こんにちは @tomorrowkey です。
STORES はいくつかの会社が集まってできた会社という経緯から、それぞれの組織のGoogle Play Developer Accountを持っており、それらをそれぞれの部署によって管理してきました。
一方で先日Google PlayからApp Storeと同様にD-U-N-S番号が必須になることがアナウンスされました。
android-developers.googleblog.com
すでに新規開設にはD-U-N-S番号が必須となっており、既存アカウントについては10月に設定方法について詳細な続報がリリースされる見込みです。 D-U-N-S番号は企業を一意に識別するコードなので、1組織で複数発行できないため、STORESでは複数あったGoogle Play Developer Accountを1つに統合しました。
このエントリーではその具体的な方法を紹介します。
統合する方法
実はGoogle Play Developer Accountを1つにマージする方法はありません。 ではどのようにして1つに統合したのかというと、保有しているアプリを1つのGoogle Play Developer Accountに移行することで、実現させました。 一次情報としては、Google Playからヘルプページが用意されていますので、こちらもご参照ください。
STORES では、STORES 決済で管理しているGoogle Play Developer AccountにSTORES ブランドアプリのアプリを移行するアプローチで進めていきました。
統合前の準備
移行するにしてもいきなり作業をすすめることはできません。 必要な情報を集めたり、ステークホルダーへの説明をしました。
ステークホルダーへの説明
所属するアカウントが変わるので、多少なりアプリを利用しているオーナーさまにも影響があります。そこでCSやビジネスチームに説明するために影響範囲をまとめて共有しました。 実際のGithub Issueのスクリーンショットがこちらです。
変わることだけではなく、特にステークホルダーが気にする部分の「変わらないこと」を書いておくととても安心してもらえます。
アクセス権限の整理
移行元で操作していたことが、移行先でも同様に操作できるようにあらかじめ権限周りを整理しておく必要があります。 Google Play Developer Accountでは、アプリごとにどのような権限を割り振るのかロールを作成できるので、エンジニア、CS、ビジネスチームで、それぞれどのような権限が必要か棚卸し、アカウントを作成しました。
Google Play Developer Account開設時の取引IDを確認する
これがアプリ移行のための最大の難関となるのですが、アプリの移行のために必要となる情報として、アカウント開設時の取引IDが必要になります。 この文字列はアカウント開設時にレシートにちょろっと記載があるだけなので、どこかに控えている人の方が少ないのではないかと思います。
当アカウントにおいてもそれに漏れず、どこかに控えられているわけではなく、その文字列を発掘する必要がありました。 最終的には、アカウントオーナーのGoogle Paymentに「Google Play 開発者トークン」という名前で$25の取引履歴があり、その取引IDが該当しました。 *1
移行作業
準備が整ったので、移行作業をすすめます。
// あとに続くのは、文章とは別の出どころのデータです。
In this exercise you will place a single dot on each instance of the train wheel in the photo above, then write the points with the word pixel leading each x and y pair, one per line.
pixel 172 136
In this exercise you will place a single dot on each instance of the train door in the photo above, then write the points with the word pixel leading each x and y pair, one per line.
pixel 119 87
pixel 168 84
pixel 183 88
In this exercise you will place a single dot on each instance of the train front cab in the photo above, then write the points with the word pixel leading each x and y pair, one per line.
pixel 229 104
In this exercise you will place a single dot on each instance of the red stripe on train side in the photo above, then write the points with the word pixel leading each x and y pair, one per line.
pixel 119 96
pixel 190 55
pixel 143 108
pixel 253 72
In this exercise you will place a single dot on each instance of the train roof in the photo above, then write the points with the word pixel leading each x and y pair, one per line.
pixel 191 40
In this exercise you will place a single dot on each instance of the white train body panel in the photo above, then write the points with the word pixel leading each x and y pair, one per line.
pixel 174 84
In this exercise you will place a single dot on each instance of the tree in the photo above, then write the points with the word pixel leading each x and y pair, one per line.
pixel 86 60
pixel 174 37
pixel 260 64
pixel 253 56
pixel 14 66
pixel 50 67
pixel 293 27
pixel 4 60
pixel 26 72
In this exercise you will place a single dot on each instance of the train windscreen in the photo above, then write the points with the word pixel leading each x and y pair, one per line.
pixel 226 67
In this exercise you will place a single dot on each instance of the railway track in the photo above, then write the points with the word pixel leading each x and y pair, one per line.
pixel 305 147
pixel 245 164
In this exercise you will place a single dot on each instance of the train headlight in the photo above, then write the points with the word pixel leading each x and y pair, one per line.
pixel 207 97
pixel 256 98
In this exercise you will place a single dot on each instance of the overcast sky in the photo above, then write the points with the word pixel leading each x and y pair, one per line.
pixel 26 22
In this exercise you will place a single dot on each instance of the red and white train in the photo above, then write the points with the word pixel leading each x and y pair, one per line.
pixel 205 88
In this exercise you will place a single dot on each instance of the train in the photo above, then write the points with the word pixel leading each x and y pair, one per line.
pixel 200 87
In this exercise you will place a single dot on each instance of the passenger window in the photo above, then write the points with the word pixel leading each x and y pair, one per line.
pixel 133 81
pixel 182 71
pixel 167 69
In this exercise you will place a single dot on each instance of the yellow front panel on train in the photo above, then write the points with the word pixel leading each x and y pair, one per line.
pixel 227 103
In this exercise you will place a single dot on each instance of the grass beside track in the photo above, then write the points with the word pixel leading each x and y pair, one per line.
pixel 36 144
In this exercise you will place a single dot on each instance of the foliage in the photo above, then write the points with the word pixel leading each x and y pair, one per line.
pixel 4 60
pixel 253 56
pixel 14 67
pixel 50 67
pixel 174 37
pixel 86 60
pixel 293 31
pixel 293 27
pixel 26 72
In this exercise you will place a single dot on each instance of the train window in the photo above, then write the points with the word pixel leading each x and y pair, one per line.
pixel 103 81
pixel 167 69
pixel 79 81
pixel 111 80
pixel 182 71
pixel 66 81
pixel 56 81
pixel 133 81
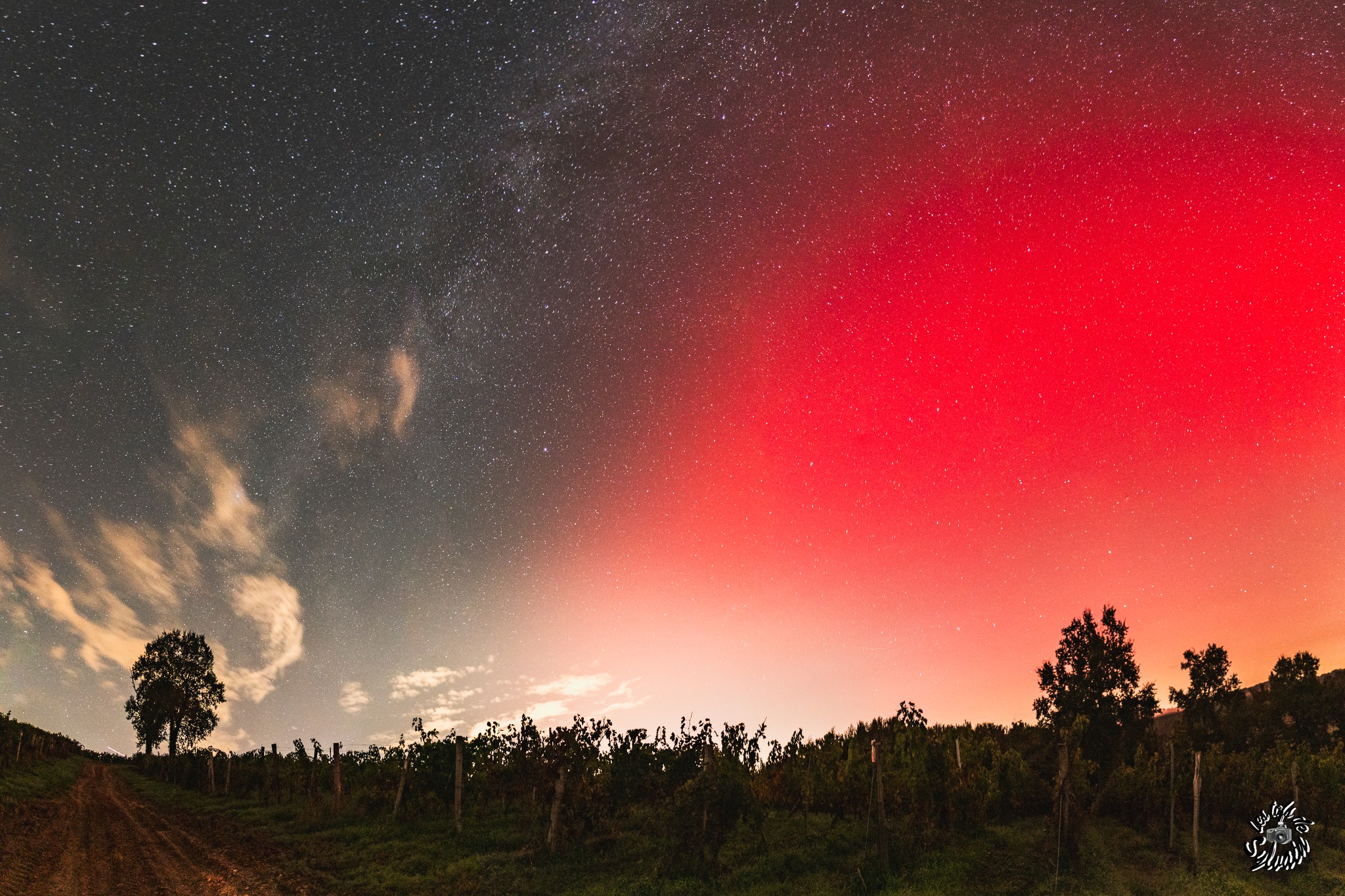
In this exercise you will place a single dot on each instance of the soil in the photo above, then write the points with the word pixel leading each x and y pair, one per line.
pixel 102 839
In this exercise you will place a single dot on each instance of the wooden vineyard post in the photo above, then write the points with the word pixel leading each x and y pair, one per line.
pixel 1195 815
pixel 337 775
pixel 553 834
pixel 458 785
pixel 1061 802
pixel 401 785
pixel 708 757
pixel 1172 798
pixel 883 815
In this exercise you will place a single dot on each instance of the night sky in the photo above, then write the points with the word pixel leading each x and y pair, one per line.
pixel 758 360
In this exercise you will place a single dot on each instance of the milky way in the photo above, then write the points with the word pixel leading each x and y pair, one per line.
pixel 753 360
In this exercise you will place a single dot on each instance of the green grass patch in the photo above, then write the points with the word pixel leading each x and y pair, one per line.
pixel 41 779
pixel 505 852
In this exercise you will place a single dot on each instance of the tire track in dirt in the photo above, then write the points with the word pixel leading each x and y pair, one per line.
pixel 100 839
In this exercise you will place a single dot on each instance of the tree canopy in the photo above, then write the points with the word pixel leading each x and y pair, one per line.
pixel 1211 692
pixel 1095 677
pixel 177 692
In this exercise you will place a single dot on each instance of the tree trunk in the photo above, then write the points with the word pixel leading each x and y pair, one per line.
pixel 401 785
pixel 554 833
pixel 883 812
pixel 1195 815
pixel 1172 798
pixel 337 774
pixel 458 786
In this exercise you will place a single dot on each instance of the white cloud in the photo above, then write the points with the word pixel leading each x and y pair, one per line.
pixel 353 696
pixel 136 561
pixel 573 685
pixel 120 639
pixel 422 680
pixel 272 603
pixel 155 566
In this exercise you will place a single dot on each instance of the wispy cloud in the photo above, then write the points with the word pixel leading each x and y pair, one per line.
pixel 361 394
pixel 353 698
pixel 416 683
pixel 137 562
pixel 573 685
pixel 156 567
pixel 407 373
pixel 120 639
pixel 272 605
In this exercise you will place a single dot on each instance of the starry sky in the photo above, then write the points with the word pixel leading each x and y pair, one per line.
pixel 758 360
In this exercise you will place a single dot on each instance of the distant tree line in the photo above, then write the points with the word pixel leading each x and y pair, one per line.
pixel 1095 748
pixel 22 744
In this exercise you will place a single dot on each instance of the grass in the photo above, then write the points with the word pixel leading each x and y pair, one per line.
pixel 39 781
pixel 503 852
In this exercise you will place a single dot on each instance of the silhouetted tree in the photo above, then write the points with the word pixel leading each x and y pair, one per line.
pixel 1297 700
pixel 1095 677
pixel 1211 692
pixel 177 691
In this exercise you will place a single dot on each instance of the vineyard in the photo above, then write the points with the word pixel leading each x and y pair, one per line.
pixel 910 785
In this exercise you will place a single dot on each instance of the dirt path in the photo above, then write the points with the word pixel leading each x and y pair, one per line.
pixel 102 839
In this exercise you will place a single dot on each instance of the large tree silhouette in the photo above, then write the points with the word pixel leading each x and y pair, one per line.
pixel 177 692
pixel 1095 677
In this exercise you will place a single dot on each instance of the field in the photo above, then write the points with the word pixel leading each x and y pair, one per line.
pixel 427 856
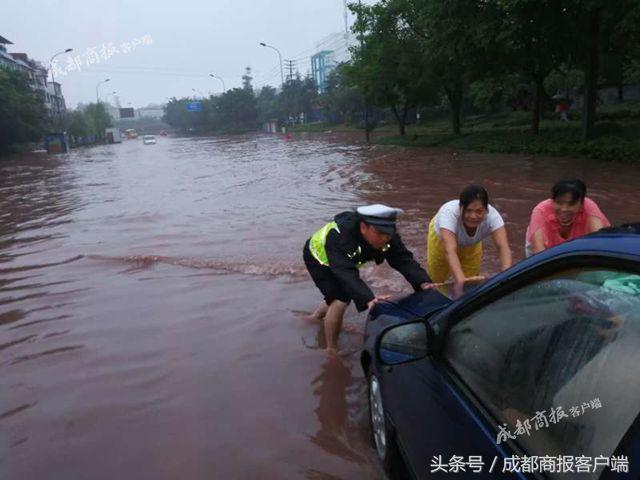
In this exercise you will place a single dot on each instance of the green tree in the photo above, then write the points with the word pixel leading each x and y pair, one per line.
pixel 237 110
pixel 98 119
pixel 23 116
pixel 341 100
pixel 78 125
pixel 535 38
pixel 267 105
pixel 458 41
pixel 298 96
pixel 389 66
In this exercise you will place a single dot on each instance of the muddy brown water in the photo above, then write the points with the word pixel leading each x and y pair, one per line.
pixel 150 299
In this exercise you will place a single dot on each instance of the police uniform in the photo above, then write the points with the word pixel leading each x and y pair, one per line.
pixel 334 254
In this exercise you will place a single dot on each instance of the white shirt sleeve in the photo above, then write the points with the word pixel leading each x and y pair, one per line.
pixel 494 220
pixel 448 217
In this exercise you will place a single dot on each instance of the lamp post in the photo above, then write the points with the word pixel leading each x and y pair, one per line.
pixel 51 61
pixel 224 89
pixel 98 85
pixel 279 56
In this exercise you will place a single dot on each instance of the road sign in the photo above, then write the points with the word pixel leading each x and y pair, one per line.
pixel 194 106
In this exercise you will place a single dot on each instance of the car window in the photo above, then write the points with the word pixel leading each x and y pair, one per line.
pixel 556 361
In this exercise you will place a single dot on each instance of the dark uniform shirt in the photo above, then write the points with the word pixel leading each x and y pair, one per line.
pixel 348 248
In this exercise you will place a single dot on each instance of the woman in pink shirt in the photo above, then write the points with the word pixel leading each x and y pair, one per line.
pixel 568 214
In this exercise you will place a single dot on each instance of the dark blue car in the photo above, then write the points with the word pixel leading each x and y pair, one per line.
pixel 534 374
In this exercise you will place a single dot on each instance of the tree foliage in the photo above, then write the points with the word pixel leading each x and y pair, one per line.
pixel 23 116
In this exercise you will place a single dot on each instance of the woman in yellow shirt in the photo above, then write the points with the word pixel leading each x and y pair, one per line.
pixel 456 232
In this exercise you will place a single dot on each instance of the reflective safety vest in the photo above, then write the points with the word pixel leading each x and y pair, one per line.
pixel 318 242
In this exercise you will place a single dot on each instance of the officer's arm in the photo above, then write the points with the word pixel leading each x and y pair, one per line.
pixel 401 259
pixel 347 273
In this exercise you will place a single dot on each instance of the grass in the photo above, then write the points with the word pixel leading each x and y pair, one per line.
pixel 617 135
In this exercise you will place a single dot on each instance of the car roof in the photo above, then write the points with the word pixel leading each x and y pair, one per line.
pixel 623 239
わかりやすいように全体の流れをシーケンス図にまとめました。
Google Play Developer Account (移行元)
から Google Play Developer Account (移行先)
へアプリを移行する流れを図示しています。
①: 移行フォームからリクエストを送る
必要になる情報は次のとおりです。
- 移行元のアカウント取引ID
- 移行先のデベロッパーID
- 移行先のアカウント取引ID
- 移行の理由
- 移行先のアカウントとの関係性
- 移行するアプリ
概ねかんたんに準備できるものばかりですが、取引IDだけが準備の難易度が高いです。がんばって発掘しましょう。*2
移行作業はアカウントオーナーでログインのうえ作業する必要があります。
⑤: 移行リクエスト
移行先のアカウントオーナーに対して移行リクエストがメールで通知されます。 内容に問題なければ承認できます。
承認した時点で、移行作業としてやることは完了で、Google Play側の移行作業を待つことになります。
⑪: 移行完了
Google Playで移行が完了したら、アカウントオーナーに対して移行完了の通知がメールで届きます。
実際にかかった時間
実際の時系列としては、9/4に移行リクエストの承認まで完了し、9/7に移行完了のメッセージを受けとっていました。 情報がそろいさえすれば、4日ほどで移行完了したということになります。
最後に
アプリを移行できることは知っていたのですが、実際に作業してみたのは今回が初めてでした。
実際にやってみると、時間もそこまでかからないし、大変な作業ではないなといった印象でした。
私自身が今後何度もアプリ移行することはないかと思いますが、アプリのバイアウトや組織の変更によるアプリ移行するケースは世の中的にはよくあることではないかなと思いますので、ぜひその際は参考にしてみてください。